「セックスの相性」は男女で同認識なのか

※イメージ画像 photo by nfotodo Mexico from flickr

 仕事関係でも友人関係でも、自分が「この人とは仕事しやすい」「この人とはうまが合う」と感じている相手は、向こうも同じように思ってくれていることが多い。逆に、自分にとって「この人とは仕事しづらい」「この人とはうまが合わない」と感じる相手は、向こうもそう思っているものだ。お互いさまというやつである。これが、恋愛になると話は別。自分が好意を持っている相手が、必ずしも同じ思いとは限らないし、好きでもない相手から好意を持たれることもある。なかなかうまくいかないものだ。

 では、セックスではどうだろう? 先ごろ、筆者の元にひとつの相談が寄せられた。「現在のパートナーとは、セックスの相性がとてもいいと感じている。こういう場合は、相手側も『相性が合う』と感じてくれているものなのか?」(30代女性)

 まず、セックスにおいて「相性」という概念が存在するか否かについて。様々な考え方があるだろうが、筆者は「ある」と断言したい。筆者の友人女性で、セックスがどうにもこうにも好きになれない者がいた。彼女の経験人数は25歳の時点で5人。そして5人目の男性と結婚したのだが、その男性に対しても、「性格的な相性はバッチリだが、セックスの相性は合わない」と感じていた。数年後、彼女はひょんなことから浮気をする。その浮気相手の男性とのセックスがあまりにも良かったことで、彼女は「今までは、たまたまセックスの相性が合わない人とばかり巡り合っていただけなのだ」ということに気付いたとのこと。こういった話を聞くと、「やはりセックスに相性という概念はあるのだ!」とうなずける。

 真逆の考え方もあるだろう。「やることは一緒なのだから、相性云々という概念はない!」という人もいるはずだ。一般男女から意見を募ったところ、「回数を重ねることで(相性が)合ってくることもあるはずだ」という声が挙がった。そういえばテレビドラマでも、初回はつまらなかったが、2回目以降からどんどん面白くなってきたということはしょっちゅうだ。しかし、セックスとテレビドラマは別物ではないだろうか? 回数を重ねることで相性が良いと感じるようになったというのは、お互いの歩み寄りであって、「相性」ではない気がする。そう、相性とは、後天的なものではなく、先天的なものである。むろん、互いに歩み寄ってセックスを良くするのは悪いことではないが。
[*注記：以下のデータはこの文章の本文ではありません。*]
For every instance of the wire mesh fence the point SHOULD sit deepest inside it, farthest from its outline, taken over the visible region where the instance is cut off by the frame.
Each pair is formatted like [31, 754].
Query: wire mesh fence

 さて、本題の「セックスの相性は、お互いに同認識なのか?」という点。ほとんどの人が、「相性が合うと感じる相手とは長続きするし、合わない相手とは1回きり(もしくは数回)で終わる」と答えた。どうやら、自分にとって合う相手は向こうも同じ気持ちで、合わない相手は向こうも合わないと思っているようだ。

 ただしすべてのケースにあてはまるわけではない。ポイントは経験値だ。双方これまでのセックス経験値が同じくらいなら、「セックスの相性は、お互いに同認識」と言い切れるが、経験値に極端な差があると、相性認識は違ってくるようだ。

 わかりやすい例を挙げると、童貞の男性が、経験人数3ケタに達するヤリマン女性とセックスした場合をご想像いただきたい。童貞男性はさぞや満足するだろうが、ヤリマン女性は物足りなさを感じるだろう。芸能人でも、格差婚したカップルがうまくいかずに別れるケースが目立つが、セックス経験値の格差も、差がありすぎるのは考え物のようだ。

 以上を踏まえると、経験値が概ね一緒の相手に対して「相性が合う」と感じたら、向こうも同じ気持ちだろう。しかし経験値に大差がある相手に対して「相性が合う」と感じた場合は、相手は「合わない」と感じているケースもある。

 「相性が合わない」と感じたら、経験値は同じという条件は満たしているが相性が合わないケースと、経験値に差がありすぎるために合わないと感じるケースがある。

 前述の30代女性からの質問に対しては、「パートナー男性との経験値が同じくらいであれば、相手も『相性が合う』と感じているだろう。ただし、相手男性が千人斬りのサオ師で、貴女が片手で数えるほどの経験値しかない場合は、相手男性は『合わない』と感じているかもしれない」という答えになる。ご参考にしていただければ幸いだ。